Can't see anything in manual nor think of a reason so guessing a fault.

But it is neighbour's car and she won't sleep if she thinks it might not start for what she needs it for tomorrow.

Any ideas, Ford owners?

Dave


----------



## emmbeedee

Just thinking aloud here... On most Fords, & others, come to that, the dash lamps only come on if the side lamps are on. You say these are off but maybe the switch is sticking so it might be worthwhile wiggling the switch on & off a few times. A judicious spray with WD40 or similar might be worth trying also. 
Only other thing I can think of is Fords usually have a parking lamp system, operated by moving the indicator stalk left or right when ignition is off. Shouldn't affect the dash lamps but might be another thing to check.


----------



## DABurleigh

Cheers, will go back round and have a fiddle in a while. Poor dear is in a right tizz. Happened to my Mum and other widows in the family when they hit 80. Just a trivial thing seems to knock them for six.

Dave


----------



## DABurleigh

No joy. But bet it is a switch or sticky relay. She said it's a new car and it's the first time she has driven it with lights on. 

I asked what was wrong with her previous fiesta as I thought that was pretty new. She said this was the same one. It turns out she's had it 18 months and this is the first time the lights have been on....

She then got in another flap because I'd bu$$ered up the steering wheel and she couldn't turn it. That's the steering lock I said. She never used that either.

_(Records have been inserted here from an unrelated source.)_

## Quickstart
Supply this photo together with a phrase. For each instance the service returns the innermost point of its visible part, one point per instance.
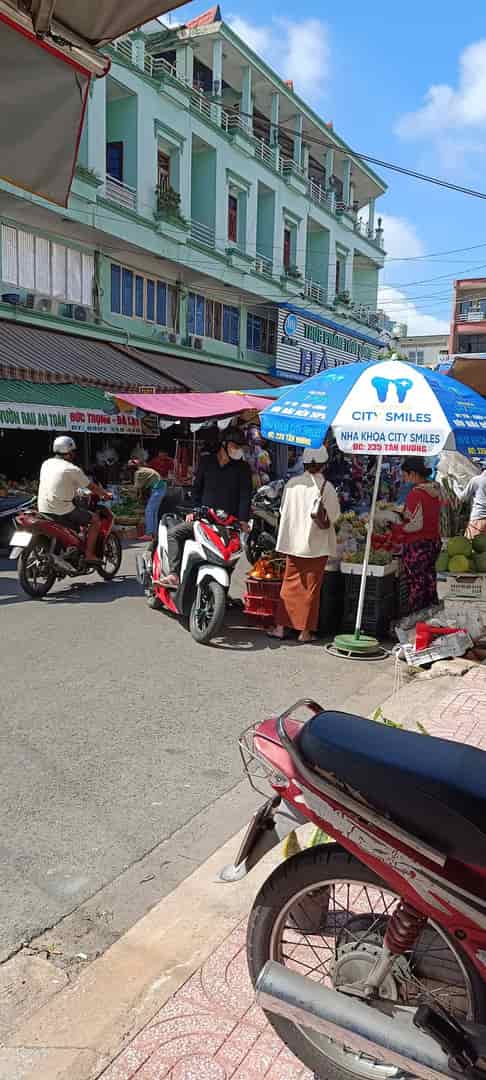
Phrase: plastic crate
(471, 586)
(378, 613)
(378, 588)
(264, 586)
(332, 603)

At this point there was no way I was going to disconnect the battery and worry get about radio codes add well


----------



## DABurleigh

so it has 2 chances tomorrow. 

Dave


----------



## Glandwr

Had the same thing on the van (Sprinter). Turned out to be that I had used fog lights and not turned them off. No light visable outside but dash would not go out!!!

Dick


----------



## DABurleigh

Hmm. Not sure she has fog lights but will check. Thanks, Dick.


----------



## gramor

The display lights are on a timer, should extinquish 10 minutes after locking the vehicle.


----------



## DABurleigh

They certainly didn't extinguish. I phoned her this morning to check fog lights but haven't heard what happened.

Dave


----------